Assets, properties targeted as UK tries to stem flood of dirty money from abroad
The Criminal Finances Bill, introduced on Thursday, would force suspected criminals to prove their source of finance through “unexplained wealth orders” or risk having their assets seized.
The Serious Fraud Office (SFO) and HM Revenue and Customs (HRMC) will be able to apply to the High Court for an order forcing the owner of an asset to explain how they obtained the funds to purchase it. If the owner fails to demonstrate how they acquired a property or a piece of jewelry, agencies will be able to seize it.
The law is designed to close a loophole which has left the authorities powerless to seize property from overseas criminals unless the individuals are first convicted in their country of origin.
“This legislation will ensure the UK is taking a world-leading role in cracking down on corruption and send a clear message to criminals – we will take your liberty and your money,” said Security Minister Ben Wallace, who announced the bill.
London’s property market has allegedly become a safe haven for corrupt politicians, tax evaders and criminals to store the proceeds of international corruption.
Even after hosting a summit on anti-corruption and money laundering earlier this year, the UK has continued to come under pressure.

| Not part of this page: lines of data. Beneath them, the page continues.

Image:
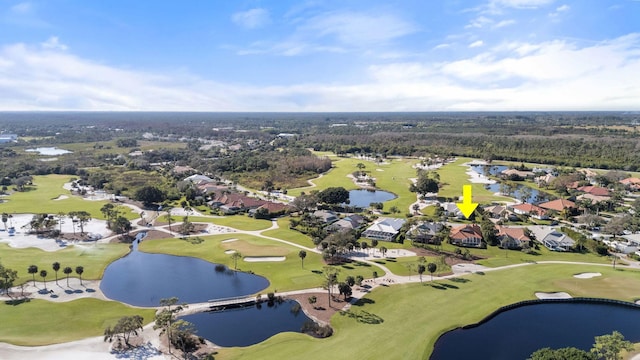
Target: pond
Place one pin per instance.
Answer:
(51, 151)
(516, 333)
(142, 279)
(362, 198)
(250, 325)
(514, 190)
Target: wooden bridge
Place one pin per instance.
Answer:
(231, 302)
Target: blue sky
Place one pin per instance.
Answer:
(343, 55)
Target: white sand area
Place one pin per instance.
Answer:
(94, 348)
(477, 178)
(554, 295)
(586, 275)
(23, 240)
(264, 258)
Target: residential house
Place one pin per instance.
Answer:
(557, 241)
(633, 184)
(198, 179)
(326, 216)
(232, 203)
(517, 173)
(269, 210)
(467, 235)
(384, 229)
(590, 175)
(594, 190)
(496, 211)
(451, 209)
(594, 198)
(424, 232)
(512, 237)
(350, 222)
(558, 205)
(545, 179)
(530, 210)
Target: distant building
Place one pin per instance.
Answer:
(466, 235)
(558, 205)
(5, 138)
(425, 232)
(385, 229)
(512, 237)
(530, 210)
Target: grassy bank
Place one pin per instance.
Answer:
(40, 322)
(404, 321)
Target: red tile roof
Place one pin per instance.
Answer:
(558, 204)
(514, 233)
(466, 232)
(594, 190)
(530, 209)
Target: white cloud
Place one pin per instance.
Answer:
(553, 75)
(336, 32)
(22, 8)
(353, 28)
(54, 43)
(504, 23)
(23, 14)
(441, 46)
(560, 10)
(252, 19)
(522, 4)
(479, 22)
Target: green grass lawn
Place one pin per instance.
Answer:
(453, 176)
(240, 222)
(40, 322)
(39, 198)
(393, 176)
(93, 257)
(284, 233)
(283, 275)
(411, 317)
(493, 256)
(408, 265)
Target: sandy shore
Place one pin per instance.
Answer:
(94, 348)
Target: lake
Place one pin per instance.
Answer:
(514, 190)
(517, 333)
(51, 151)
(250, 325)
(362, 198)
(142, 279)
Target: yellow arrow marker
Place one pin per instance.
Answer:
(466, 206)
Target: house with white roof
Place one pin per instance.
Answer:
(385, 229)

Huge amounts of corrupt wealth is laundered through the capital’s banks, with the National Crime Agency believing up to £100 billion (US$122 billion) of tainted cash could be passing through the UK each year.
The Guardian revealed through the Panama Papers how a powerful member of Libyan dictator Muammar Gaddafi’s inner circle had built a multimillion-pound portfolio of boutique hotels in Scotland and luxury homes in London.
Scottish police have confirmed they are investigating, but Libya’s request for an asset freeze has not been implemented.
Research published by Transparency International in 2015 found more than 36,000 London properties were owned by offshore companies whose source of wealth was unknown or unverified.
Depending on how quickly it passes through Parliament, the bill could come into force early next year.